April 7, 2020

First Steps

By Stephen Tuttle | Nov. 25, 2017

The rogue's gallery of accused sexual harassers, abusers, and assaulters now includes

actors, directors, producers, record moguls, politicians including two former presidents and the current president, television broadcasters both behind and in front of the camera, and various business executives.

Public opinion, which essentially ignored most such claims since public opinion existed, has turned dramatically the other way. The boys-will-be-boys attitudes of the past are gone or nearly so; women victims have found their voice and are using it. Men in power using and abusing mostly young women who have none are an ugly anachronism whose time is just about up.

What happened that so dramatically reshaped the landscape? We started believing the women, partly because so many were making similar accusations against the same men. Safety in numbers then opened the floodgates completely.   

More than 300 women have accused movie director/producer James Tobak of behavior ranging from inappropriate harassment to full-blown sexual assault. Several dozen have similarly accused Harvey Weinstein, and dozens more director Brett Ratner and music mogul Russell Simmons.

Accusations have been made that former president George H.W. Bush inappropriately touched young women (he apologized), we know Bill Clinton's history, and President Donald Trump has been accused by a dozen women and was twice recorded saying what sounded a lot like an admission of sexual assault. 

Clinton's case is instructive because the initial reaction to accusations against him used a template that is still popular today: First, strongly deny anything ever happened at all and demonize the accuser by claiming she's attention-seeking or money-grubbing, or of dubious repute in some way. When that doesn't work, claim the sexual contact you previously denied was actually consensual. And, of course, demonize the accuser by at least implying she's a slut. When that doesn't work, quietly pay a large settlement with a confidentiality clause so nobody can talk about it. “I didn't do it, she's a liar, she wanted me to do it, here's a bunch of money to be quiet.”

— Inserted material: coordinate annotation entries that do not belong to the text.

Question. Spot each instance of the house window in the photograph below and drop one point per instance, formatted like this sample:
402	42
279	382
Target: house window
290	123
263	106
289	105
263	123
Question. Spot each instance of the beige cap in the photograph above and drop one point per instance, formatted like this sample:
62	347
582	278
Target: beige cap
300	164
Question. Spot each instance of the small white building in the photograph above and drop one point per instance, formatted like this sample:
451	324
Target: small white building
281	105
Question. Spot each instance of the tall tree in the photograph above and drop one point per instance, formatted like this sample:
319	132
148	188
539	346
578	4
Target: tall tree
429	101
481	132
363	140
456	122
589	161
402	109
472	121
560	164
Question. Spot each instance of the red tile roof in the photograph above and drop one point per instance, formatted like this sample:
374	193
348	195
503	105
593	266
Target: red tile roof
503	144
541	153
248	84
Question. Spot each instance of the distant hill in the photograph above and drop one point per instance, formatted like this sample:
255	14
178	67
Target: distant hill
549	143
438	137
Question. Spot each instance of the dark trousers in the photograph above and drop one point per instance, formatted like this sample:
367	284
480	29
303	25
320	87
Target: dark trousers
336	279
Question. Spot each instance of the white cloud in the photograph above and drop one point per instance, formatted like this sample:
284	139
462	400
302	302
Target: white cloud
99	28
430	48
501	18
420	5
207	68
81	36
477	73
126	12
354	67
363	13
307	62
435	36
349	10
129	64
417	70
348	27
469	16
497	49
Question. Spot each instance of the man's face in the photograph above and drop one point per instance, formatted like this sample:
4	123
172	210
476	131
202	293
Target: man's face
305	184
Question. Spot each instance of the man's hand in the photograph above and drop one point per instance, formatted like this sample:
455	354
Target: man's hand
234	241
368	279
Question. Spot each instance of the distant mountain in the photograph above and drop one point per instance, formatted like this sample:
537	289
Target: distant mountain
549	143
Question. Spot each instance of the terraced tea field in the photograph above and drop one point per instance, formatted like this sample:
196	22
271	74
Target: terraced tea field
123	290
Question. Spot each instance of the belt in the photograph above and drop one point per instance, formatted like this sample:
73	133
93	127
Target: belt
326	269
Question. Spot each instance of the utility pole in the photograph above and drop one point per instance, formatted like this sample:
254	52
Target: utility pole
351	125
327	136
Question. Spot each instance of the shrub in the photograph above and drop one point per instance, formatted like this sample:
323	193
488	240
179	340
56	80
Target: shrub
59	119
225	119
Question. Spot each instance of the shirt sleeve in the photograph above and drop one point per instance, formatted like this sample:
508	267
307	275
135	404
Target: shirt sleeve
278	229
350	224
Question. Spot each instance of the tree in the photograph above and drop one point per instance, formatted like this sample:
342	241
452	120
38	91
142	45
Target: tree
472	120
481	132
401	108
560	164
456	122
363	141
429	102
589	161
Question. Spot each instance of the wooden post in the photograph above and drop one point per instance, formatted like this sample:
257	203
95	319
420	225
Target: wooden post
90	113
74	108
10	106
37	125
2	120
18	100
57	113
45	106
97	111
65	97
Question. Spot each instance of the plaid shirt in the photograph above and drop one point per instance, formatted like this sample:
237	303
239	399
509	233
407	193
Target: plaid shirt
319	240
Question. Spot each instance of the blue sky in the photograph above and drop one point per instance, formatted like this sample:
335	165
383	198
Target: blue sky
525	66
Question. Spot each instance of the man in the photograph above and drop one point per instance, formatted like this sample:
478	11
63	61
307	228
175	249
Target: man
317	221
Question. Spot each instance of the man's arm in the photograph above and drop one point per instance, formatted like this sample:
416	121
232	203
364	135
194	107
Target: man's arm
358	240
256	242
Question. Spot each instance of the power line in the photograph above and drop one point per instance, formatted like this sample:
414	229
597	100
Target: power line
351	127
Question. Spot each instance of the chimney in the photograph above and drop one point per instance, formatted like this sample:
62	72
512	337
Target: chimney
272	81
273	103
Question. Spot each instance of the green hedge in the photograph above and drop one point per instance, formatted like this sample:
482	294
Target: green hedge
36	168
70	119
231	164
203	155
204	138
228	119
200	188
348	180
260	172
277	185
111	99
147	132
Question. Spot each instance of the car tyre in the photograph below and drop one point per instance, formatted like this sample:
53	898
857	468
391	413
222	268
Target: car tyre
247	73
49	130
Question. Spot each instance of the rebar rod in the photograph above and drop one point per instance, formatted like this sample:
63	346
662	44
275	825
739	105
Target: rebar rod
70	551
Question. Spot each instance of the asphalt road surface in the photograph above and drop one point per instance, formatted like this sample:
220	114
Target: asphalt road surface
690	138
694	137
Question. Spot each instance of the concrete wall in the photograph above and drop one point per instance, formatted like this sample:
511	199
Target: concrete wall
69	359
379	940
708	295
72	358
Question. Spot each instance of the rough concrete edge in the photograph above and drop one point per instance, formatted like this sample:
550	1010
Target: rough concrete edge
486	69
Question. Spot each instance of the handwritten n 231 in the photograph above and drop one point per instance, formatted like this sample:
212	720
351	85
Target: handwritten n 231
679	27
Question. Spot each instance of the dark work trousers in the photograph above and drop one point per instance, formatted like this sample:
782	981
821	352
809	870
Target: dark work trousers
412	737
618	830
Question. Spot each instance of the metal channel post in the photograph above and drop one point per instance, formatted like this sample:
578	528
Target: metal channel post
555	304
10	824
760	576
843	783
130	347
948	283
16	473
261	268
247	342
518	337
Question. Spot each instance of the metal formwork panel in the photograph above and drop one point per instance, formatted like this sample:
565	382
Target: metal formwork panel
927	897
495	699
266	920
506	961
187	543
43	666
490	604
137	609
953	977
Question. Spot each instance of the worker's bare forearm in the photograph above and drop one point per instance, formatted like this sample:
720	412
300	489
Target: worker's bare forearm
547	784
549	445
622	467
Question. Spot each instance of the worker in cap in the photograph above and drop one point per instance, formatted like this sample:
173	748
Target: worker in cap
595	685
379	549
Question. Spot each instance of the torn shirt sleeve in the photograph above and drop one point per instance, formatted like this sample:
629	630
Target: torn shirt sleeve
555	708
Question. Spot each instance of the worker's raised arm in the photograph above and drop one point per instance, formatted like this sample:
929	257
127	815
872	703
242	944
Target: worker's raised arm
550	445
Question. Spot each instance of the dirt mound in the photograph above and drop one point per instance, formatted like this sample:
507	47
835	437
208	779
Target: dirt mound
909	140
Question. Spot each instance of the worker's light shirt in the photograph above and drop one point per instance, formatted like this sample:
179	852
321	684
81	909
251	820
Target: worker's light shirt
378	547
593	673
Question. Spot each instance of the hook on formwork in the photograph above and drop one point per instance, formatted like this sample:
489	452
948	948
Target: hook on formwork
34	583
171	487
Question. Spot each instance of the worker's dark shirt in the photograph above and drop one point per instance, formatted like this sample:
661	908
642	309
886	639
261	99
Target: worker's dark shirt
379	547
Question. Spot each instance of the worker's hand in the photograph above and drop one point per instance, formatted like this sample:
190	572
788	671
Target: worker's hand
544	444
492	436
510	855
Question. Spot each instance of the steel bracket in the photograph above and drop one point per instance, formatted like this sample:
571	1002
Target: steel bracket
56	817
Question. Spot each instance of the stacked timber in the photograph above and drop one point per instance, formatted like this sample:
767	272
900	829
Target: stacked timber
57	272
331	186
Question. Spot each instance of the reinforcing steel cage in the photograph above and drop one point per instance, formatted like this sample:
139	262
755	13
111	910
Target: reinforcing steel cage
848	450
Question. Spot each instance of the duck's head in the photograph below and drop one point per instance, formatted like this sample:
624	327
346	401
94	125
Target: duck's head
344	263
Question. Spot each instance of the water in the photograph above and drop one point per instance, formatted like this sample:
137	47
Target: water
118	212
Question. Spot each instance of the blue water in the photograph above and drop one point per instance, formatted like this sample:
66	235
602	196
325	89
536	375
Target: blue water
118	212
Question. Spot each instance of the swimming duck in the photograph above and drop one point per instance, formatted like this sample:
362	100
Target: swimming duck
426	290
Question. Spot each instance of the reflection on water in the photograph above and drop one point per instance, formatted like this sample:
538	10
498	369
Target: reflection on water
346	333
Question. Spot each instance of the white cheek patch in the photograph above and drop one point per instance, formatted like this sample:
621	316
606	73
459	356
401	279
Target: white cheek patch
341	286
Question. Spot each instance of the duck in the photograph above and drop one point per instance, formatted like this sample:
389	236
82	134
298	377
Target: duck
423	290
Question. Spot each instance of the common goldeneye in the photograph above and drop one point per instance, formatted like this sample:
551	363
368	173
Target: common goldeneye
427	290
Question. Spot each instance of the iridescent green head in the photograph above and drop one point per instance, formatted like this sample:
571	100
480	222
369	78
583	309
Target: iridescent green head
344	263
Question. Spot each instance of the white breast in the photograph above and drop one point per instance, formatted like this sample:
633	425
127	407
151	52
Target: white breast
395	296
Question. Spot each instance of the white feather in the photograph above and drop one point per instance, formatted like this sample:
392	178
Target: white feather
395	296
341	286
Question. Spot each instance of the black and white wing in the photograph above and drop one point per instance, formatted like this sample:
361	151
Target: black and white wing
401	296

The Clinton camp called Gennifer Flowers, Paula Jones, and Monica Lewinsky liars and worse. The president even lied under oath about it and was impeached, though not convicted, as a result. But Flowers recorded phone calls with the president, Lewinsky kept that blue dress, and Jones received an $850,00 settlement. Clinton's defenders are mostly quiet these days. 

Even those acknowledging their behavior offer lukewarm or faux apologies complete with rationalizations and excuses, usually followed by a settlement offer. Former Fox broadcaster Bill O'Reilly paid one woman a staggering $32 million settlement all the while claiming he never did a thing and acquiesced only to spare his family the media storm sure to accompany any civil trial — a trial at which his family would presumably suffer the embarrassment of learning he was completely innocent, or so he said. 

Only President Trump, with a dozen accusers (all of whom he has called liars) and incriminating audio tapes, has escaped our new assumption of guilt; his supporters simply do not care what he does, including alleged criminal behavior.

Unfortunately, some of the most serious sexual assault allegations are now too old to prosecute, the statute of limitations having expired. Most of those now being accused will never face any kind of criminal prosecution but careers, justifiably so, are over. 

(Sexual harassment itself, by the way, is not criminal unless it involves other crimes, like unwanted touching or coercion, but it's unacceptable and plenty actionable as a civil matter. Not to mention the attendant career-ending publicity.)

Thank goodness women now feel sufficiently empowered to expose some of this aberrant behavior even if it happened decades ago. It's the first step in getting around a corner that should have been turned long ago. The next step is to start reporting the miscreants immediately. It's surprising there isn't some sort of nonprofit that helps women report harassment and abuse and protects them during the process.

The porcine predators are already on notice that there can be career-ending consequences for their behavior, and it would be good to add legal consequences to the mix. If a bigger weapon is required to make this stop, then women should have it. 

There should be a cautionary note here. The assumption of guilt is a dangerous road antithetical to our legal traditions. It's inevitable some accusations, likely a relative handful, will not be true. We have to be willing to reject those while affording the wrongly accused a chance to defend themselves even in the current atmosphere; accusations alone are not proof of guilt. 

That women have found a strong voice and the public is finally offering a listening ear are benchmarks in a too-long journey. The silence has been shattered, and the first steps in ending the outrages have been taken. Now, let's keep walking.